<私見政見 県関係国会議員に聞く>福島伸享・衆院議員 既存政党の枠超えたい

2021年12月10日 07時52分
 臨時国会が開会し、岸田政権の下で初の本格的な国会論戦が始まった。十月の衆院選を小選挙区で勝ち抜き、四年ぶりに国政復帰を果たした無所属の福島伸享(のぶゆき)衆院議員(茨城1区)に聞いた。
 ―当選後も、かつての仲間が多い立憲民主党や国民民主党には加わらず、無所属議員五人の新会派「有志の会」を発足させた。
 衆院選を無所属で戦う意思がある仲間とは連絡を取り合い、当選したら今までの政党には行かないで会派を組もうと話していた。「自民党は嫌いだが、立民にはもっと投票したくない」という民意を既存の政党の枠組みが反映していないなら、それに代わるものを作る力になりたいというのが共通の思いだ。我々は国民に選ばれている政治家であって、政党に勤めるサラリーマンではない。
 ―野党再編の「触媒」になると言っている。
 立法府の役割は「仕組み」を変えること。だが、自民党の政治は、仕組みは役所が作り、配分だけを大威張りでやっている。かつての民主党は仕組みを変えることを目指したが、今の野党はそうではなくなってしまった。

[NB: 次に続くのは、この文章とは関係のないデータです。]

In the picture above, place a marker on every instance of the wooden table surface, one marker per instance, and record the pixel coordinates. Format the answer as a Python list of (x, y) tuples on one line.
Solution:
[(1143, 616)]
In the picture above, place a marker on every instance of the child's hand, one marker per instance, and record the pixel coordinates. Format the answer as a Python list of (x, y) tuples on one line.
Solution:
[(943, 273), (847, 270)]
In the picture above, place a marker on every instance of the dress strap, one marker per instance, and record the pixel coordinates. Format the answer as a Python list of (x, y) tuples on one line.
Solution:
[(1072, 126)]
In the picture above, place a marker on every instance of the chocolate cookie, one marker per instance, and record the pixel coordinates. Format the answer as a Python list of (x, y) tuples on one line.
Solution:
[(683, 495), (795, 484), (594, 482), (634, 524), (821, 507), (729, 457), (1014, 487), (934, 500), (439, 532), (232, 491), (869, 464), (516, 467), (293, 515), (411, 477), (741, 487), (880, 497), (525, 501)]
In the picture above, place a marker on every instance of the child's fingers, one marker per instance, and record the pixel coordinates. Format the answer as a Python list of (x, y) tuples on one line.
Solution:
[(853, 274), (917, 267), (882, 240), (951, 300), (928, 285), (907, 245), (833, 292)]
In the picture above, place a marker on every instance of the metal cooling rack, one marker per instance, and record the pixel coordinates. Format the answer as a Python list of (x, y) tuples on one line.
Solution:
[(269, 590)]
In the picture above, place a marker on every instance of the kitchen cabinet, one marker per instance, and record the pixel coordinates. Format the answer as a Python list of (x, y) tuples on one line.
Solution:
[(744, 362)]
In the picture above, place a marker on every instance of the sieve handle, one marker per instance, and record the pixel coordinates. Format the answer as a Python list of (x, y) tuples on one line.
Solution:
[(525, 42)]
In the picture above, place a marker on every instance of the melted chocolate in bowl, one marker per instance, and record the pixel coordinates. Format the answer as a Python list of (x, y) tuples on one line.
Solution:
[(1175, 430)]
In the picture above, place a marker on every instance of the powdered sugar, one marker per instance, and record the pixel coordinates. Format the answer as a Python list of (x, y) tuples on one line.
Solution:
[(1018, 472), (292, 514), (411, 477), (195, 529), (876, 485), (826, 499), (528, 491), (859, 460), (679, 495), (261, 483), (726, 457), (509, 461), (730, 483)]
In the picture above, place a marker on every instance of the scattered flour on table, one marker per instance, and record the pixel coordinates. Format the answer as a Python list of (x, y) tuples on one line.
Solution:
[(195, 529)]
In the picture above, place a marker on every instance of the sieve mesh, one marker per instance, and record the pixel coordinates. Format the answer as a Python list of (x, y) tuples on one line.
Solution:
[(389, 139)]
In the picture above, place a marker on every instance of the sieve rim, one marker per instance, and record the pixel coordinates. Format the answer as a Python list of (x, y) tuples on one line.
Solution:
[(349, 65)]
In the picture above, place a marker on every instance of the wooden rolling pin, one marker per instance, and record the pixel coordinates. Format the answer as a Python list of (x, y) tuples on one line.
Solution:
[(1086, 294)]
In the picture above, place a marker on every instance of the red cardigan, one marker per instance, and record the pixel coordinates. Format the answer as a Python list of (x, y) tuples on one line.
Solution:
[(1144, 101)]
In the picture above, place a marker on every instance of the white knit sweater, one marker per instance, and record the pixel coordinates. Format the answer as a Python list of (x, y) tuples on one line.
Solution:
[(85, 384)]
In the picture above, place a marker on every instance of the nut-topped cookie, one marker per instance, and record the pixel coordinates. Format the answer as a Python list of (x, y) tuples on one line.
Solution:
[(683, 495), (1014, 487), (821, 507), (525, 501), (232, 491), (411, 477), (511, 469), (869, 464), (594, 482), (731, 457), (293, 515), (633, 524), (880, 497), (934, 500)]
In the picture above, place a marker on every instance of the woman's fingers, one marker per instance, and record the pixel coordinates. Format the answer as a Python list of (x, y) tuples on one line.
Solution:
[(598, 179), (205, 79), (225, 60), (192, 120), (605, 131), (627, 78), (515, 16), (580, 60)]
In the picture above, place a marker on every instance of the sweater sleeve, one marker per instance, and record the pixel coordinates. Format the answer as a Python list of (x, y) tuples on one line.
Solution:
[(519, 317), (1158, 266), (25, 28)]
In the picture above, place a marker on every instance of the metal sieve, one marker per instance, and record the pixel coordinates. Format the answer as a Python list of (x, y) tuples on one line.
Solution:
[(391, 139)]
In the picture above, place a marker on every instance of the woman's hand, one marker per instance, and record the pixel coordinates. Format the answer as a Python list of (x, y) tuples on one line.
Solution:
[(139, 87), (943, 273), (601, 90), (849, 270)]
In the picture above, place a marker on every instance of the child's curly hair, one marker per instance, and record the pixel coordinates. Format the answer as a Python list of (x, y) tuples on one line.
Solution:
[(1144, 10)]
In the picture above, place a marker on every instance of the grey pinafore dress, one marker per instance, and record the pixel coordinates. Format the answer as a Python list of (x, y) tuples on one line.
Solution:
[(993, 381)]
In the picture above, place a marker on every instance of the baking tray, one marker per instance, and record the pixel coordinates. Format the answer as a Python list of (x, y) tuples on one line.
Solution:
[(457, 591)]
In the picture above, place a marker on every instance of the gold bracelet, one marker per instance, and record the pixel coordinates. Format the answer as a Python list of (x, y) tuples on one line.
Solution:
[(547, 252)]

もう一度、なぜ自民党に代わる政治が必要なのかという原点を見据え、有志の会を第一歩に「数」を増やしていく。
 ―政党要件を満たしているが、政党にはしないのか。
 いろいろな意見があるが、年末に政党助成金目当てに政党を立ち上げるようなら、我々の本来の志に反する。一人でも反対すればできないので、私は拒否権を発動する。

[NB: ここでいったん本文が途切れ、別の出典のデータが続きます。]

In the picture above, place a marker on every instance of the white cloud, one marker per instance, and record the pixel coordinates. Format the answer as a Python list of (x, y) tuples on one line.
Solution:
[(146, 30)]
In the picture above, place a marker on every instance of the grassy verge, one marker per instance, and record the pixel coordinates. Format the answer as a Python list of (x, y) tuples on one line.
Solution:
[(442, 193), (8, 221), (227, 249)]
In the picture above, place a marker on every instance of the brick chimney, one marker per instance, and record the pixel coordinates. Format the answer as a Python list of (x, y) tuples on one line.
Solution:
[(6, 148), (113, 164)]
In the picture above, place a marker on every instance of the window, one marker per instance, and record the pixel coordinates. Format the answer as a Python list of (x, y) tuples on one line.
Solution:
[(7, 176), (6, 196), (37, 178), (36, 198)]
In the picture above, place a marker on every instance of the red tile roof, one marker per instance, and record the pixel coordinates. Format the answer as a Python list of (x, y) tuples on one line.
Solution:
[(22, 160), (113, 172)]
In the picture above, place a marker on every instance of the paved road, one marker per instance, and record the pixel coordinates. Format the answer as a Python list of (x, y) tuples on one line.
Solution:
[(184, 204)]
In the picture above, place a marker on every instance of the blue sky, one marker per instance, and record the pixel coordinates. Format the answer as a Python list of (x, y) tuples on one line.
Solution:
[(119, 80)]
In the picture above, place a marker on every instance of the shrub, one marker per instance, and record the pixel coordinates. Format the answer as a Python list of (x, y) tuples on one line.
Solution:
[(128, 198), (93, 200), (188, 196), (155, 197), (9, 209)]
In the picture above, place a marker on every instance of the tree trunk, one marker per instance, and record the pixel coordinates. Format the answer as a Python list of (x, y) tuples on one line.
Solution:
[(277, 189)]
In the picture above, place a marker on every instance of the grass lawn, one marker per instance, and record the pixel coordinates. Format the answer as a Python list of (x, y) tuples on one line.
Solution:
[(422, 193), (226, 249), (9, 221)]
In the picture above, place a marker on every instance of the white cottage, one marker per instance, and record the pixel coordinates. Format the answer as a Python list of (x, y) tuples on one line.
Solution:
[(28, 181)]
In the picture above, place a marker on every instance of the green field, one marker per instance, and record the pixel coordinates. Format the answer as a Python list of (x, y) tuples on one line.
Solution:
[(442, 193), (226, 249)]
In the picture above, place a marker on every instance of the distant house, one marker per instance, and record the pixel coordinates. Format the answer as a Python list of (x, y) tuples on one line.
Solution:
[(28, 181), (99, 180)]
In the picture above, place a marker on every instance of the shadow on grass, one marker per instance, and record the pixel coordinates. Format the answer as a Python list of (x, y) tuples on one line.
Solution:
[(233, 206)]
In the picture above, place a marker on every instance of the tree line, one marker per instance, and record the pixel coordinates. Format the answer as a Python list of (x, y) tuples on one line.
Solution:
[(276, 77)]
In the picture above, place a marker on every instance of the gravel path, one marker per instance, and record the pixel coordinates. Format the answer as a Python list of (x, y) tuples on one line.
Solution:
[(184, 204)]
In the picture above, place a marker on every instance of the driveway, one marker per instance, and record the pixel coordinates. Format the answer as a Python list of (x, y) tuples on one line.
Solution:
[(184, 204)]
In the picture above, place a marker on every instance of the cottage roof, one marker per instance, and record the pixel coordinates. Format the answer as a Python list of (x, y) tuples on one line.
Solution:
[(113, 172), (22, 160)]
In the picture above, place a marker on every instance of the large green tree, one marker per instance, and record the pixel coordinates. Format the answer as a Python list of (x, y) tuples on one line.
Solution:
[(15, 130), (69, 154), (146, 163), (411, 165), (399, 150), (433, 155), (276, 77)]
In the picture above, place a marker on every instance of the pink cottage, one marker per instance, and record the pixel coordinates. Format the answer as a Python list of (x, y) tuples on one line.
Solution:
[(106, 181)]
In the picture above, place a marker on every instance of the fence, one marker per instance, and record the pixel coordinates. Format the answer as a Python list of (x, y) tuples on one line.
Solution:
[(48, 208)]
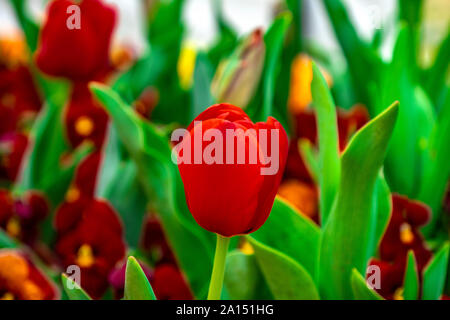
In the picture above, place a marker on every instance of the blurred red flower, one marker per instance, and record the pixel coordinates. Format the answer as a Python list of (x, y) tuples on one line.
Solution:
[(232, 199), (402, 235), (78, 54), (154, 241), (21, 280), (20, 217), (85, 119), (90, 236), (168, 283)]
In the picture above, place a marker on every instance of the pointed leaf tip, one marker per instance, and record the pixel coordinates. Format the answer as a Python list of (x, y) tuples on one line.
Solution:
[(137, 286)]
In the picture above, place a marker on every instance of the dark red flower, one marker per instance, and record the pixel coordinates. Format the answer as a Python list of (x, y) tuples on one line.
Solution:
[(21, 280), (154, 241), (92, 239), (20, 217), (168, 283), (85, 119), (77, 54), (147, 102), (117, 278), (12, 149), (232, 198)]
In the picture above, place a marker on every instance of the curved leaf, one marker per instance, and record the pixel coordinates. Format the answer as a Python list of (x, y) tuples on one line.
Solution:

 ―野党第一党の立民は十一月の代表選で、泉健太氏を新しいリーダーに選んだ。
 代表選に出た四人とも、政治家として志がある真面目で立派な人たちだ。だが、立民という沈みかけた船を浮かび上がらせるには、もっと熾烈(しれつ)な党内論争と権力闘争をするべきだったのではないか。

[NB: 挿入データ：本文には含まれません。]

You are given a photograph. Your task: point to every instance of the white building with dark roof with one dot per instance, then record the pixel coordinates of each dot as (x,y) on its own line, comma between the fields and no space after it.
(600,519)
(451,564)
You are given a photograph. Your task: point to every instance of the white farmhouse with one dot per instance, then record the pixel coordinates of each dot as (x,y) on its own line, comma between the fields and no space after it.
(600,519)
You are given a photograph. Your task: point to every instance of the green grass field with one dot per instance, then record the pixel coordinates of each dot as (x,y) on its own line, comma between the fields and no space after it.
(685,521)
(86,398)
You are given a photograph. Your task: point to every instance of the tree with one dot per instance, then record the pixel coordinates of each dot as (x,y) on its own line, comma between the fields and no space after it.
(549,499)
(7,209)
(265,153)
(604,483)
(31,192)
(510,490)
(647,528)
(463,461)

 自民総裁選では、岸田(文雄)さんが菅(義偉)さんや二階(俊博)さんや河野(太郎)さんを蹴落とし、それに対抗しようと安倍(晋三)さんも動いている。そうした政治のダイナミズムとおよそかけ離れた代表選だった。党内で権力闘争できない人が、したたかな自民と権力闘争できるのか。ボクシングの舞台に上がる準備運動に、指相撲をしている人たちだと思う。
 ―まず取り組みたい政策は。
 本物の経済構造改革をしなければいけない。日本のサラリーマン経営者はぬるま湯の中でなあなあの競争を行い、未来への投資を怠り、従業員への配分をサボっている。無能な経営者同士で固まっていたら、この国の経済の停滞は止まらない。
 もう一つは、前向きな公共投資だ。県内には常陸那珂港(ひたちなか市、東海村)という立派な港があるにもかかわらず、船が十分に入ってこない。ひたちなか海浜鉄道と線路でつなぎ、船から列車に貨物が直接積み込めるようにすれば、物流が根本的に変わる。古い物を修繕するのではなく、新しい価値を生むような公共投資をやるエネルギーを、この国にもたらさなければいけない。
 ―来年は参院選、県議選などがある。県内の選挙にはどう関わっていく。
 党にかかわらず「友好議員」を作っていく。保守系で私を応援してくれる議員もおり、自民だから応援しないということもない。応相談だ。
 県議選では戦う姿勢を前面に出す。複数区には一人は必ず仲間を立て、一人区でも可能な限り戦う。地元の首長選も、全ての市町で支援する候補を決めていきたい。
(聞き手・保坂千裕)
      ◇
 県関係国会議員に政策課題や政局の見通しなどをインタビューする「私見政見」。随時掲載します。